College of Engineering News • Iowa State University

Student Innovation Center construction crew building a common ground for collaboration

Alli Weaver
A digital representation of what the SIC will look like when finished

Construction on the Student Innovation Center began in March 2017 and is scheduled to be completed in early 2020, according to Leroy Brown, Iowa State University’s construction manager.

The construction crew is not only building a structure, but a common ground for teams to collaborate and innovate – a glass building with the ability to let light and new ideas shine through.

The SIC is set to open in spring 2020 with the mission to “be a destination that inspires students to innovate through experimentation, interdisciplinary collaboration and free exchange of ideas in an inclusive environment.”

“This building will provide a much-needed space for students to gather and collaborate on a multitude of different projects,” Brown said.

The crew works on multiple levels, from down in the dirt to high in the air to make innovations of many shapes and sizes possible in the SIC.

Alli Weaver
A crew member on the top floor attaches equipment to the crane’s hanging cord.

An innovative design for an innovation building

The 140,000-square-foot SIC will be made mostly of glass, produced and assembled overseas, according to Brown.

“It is precision work that has to be closely monitored,” Brown said. “While I’ve done several large-scale projects for the university, this one is different because of the glass envelope.”

The glass will be shipped across the ocean in cargo containers, which will then be shipped by rail to Kansas City, according to Brown.
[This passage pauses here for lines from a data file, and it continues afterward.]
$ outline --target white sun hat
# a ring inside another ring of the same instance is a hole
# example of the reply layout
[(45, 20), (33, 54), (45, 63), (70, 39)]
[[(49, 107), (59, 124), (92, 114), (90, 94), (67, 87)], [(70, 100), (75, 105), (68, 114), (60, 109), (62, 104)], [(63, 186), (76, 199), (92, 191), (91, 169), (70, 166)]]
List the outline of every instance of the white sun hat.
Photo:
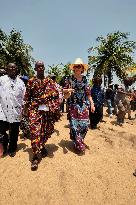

From there, trucks will transport them to the jobsite.

Alli Weaver
The crew works on multiple levels to ensure that innovations of many shapes and sizes will be possible in the SIC.

According to Brown, the size of the crew varies from day-to-day, depending on the stage of construction. As of August, there are about 70 tradesmen onsite, which will increase to around 155 at the peak of construction around late next spring to early next summer.

“While it’s a challenge, it’s exciting to see it all come together,” Brown said.

The SIC is being built in the location which, until demolition in spring 2017, was home to two parts of Sweeney Hall, built in 1927 and 1931, and the entirety of the Nuclear Engineering Laboratory, built in 1934.

To see the construction in action, click herehere or here.

Taking collaboration to new heights

Alli Weaver
The crane is used to move heavy equipment, up to 39,670 pounds at the tower, around the job site.

One of the more challenging jobs, according to Brown, is that of the crane operator.

The operator is positioned high up on the crane, and is in contact with staff on the ground, and his job is to safely move materials around the jobsite.

The crane is 220 feet in the air with a 262-foot boom. It is capable of lifting 8,820 pounds at the end of the boom and 39,670 pounds at the tower.

Brown works with contractors and consultants to make sure that the building is being built properly and according to plans and contract documents. In addition to this project, Brown is working on the road projects on Bissell, Welch and Union Drive, as well as the Jack Trice South End Zone project and two projects in the Lied Recreation Center dealing with steam to gas conversion and a hot water piping project.